In essence the vulnerability affect the SMBv1 protocol from Microsoft that is included with all versions of Windows and it is enabled. Microsoft released a patch for the vulnerability as MS17-010 ON March 14, 2017. The patch was marked as critical, remote code execution and it affected all version of Windows with a CVSS score of 9.3. I work for a security vendor and I manage a team of reverse engineers that write the remote checks, as soon as we saw this we started working on it and where able to reach the vulnerable sections in less that a week and got a check for it out the door, we quickly new this had the potential to be as big as MS08-67. On April 7 Shadow Brokers releases a trove of tools from the NSA and they contain an exploit for this vulnerability among others called ETERNALBLUE, the tools where analyzed by researches that published tutorials on how to use the tools and expand upon them. Shortly after the release thousands of exposed boxes in the internet started to be compromised by the vulnerability.
In other words this vulnerability got a lot of attention in media in addition to it's inherited danger of the protocols, Microsoft tagging it as severe and it being exploited in the wild with a widely available tool set. Yet many organization including hospitals, banks, manufacturing and critical services among others still had not patched. In addition to this many organizations and businesses are still using Windows XP a OS that is end of support since April 8, 2014, not only that but it is a 15 yr old operating system. To add insult to injury the vulnerability was not the initial point of entry but it was an executable in a Zip file sent via email.
Yet with all of this information people argue that it is a technical issue, I disagree. The problem is an operational one mostly. Many businesses still do not manage their infrastructure with the importance they should. Many Operations teams do not have processes in place to deploy patches quickly and even more do not even know what they have in their network. All of this are problems that many have tackled before and countless blog posts, white papers, books and guides exists on system to do all of these. So the knowledge of how to do it right is available, but do to the lack of management, operational and business skills of most of those affected this risk was not averted. I know many will argue that hospitals will have MRI, Xray and other machines running very old OS that can not be upgraded. Still mitigation are possible, disable SMBv1, segmentation and filtering of networks, still many did not even looked at it, developed and plan and ran with it. Many businesses sadly do not properly staff they IT teams, other out source it to a company that even values the importance of the infrastructure to the business even less and others simply do not mange their IT infrastructures correctly do to lack of leadership.
This was a problem that was easy to mitigate, simple steps actually.
- Disable SMBv1 like MS has had in their best practice guides for years.
- Enable host firewalls and control who can communicate to the services needed like many have recommended for years both from government and private sectors.

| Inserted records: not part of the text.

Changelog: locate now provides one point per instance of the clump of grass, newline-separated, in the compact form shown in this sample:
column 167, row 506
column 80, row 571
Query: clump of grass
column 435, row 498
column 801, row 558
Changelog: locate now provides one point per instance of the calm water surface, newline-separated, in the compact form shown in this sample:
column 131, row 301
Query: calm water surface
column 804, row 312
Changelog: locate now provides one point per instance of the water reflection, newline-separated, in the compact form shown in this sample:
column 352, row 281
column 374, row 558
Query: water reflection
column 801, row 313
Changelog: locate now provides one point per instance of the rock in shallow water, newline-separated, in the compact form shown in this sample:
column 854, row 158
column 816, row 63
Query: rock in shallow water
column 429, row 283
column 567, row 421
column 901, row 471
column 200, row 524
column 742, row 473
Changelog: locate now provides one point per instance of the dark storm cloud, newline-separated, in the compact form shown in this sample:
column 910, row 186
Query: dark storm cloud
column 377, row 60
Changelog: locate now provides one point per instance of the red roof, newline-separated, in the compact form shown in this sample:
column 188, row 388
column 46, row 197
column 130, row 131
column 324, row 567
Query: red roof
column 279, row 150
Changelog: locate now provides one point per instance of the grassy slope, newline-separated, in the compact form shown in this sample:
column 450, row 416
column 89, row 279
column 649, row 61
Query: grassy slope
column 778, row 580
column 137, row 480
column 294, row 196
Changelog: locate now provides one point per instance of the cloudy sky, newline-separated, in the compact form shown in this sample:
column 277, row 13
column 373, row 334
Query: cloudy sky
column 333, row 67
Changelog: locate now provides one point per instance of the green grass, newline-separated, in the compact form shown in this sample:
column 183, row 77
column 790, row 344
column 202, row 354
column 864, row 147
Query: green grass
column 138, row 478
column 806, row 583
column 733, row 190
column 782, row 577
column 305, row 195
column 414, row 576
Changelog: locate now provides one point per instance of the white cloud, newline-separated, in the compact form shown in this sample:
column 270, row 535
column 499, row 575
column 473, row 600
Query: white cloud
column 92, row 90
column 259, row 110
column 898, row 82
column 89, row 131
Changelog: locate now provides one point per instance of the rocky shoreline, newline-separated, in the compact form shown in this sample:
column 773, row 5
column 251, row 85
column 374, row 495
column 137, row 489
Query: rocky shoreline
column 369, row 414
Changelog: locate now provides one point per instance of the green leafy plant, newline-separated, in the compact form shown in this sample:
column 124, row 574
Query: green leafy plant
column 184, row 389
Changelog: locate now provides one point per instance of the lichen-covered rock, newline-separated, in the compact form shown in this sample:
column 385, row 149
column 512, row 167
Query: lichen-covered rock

- Prioritize and apply patches in a quick manner, is it hard at first? yes, can it be done quickly? yes, you just need to put the effort and establish the processes. MS17-010 is not the first and will not be last.
- It has been proven that one should architect the network and controls as if there will be unknown exploits so having proper controls that will alert of actions on systems. Many IOCs of the TTPs can still be detected and mitigated if best practices are in place.
Even when organizations take these steps many will not, many just do not have the budget to do it properly, hire and train the personnel, other simply will not value the base infrastructure like they should. Also at the end users will still be biggest unchangeable risk, even a properly designed security program will have gaps so operate with the assumption that a compromise will happen and containment and incident response procedures should be in place and rehearsed.
WannaCry abused ETHERNALBLUE, hope you have followed RDP best practices because ESTEEMAUDIT is still out there on all of those that have not moved away from XP and 2003.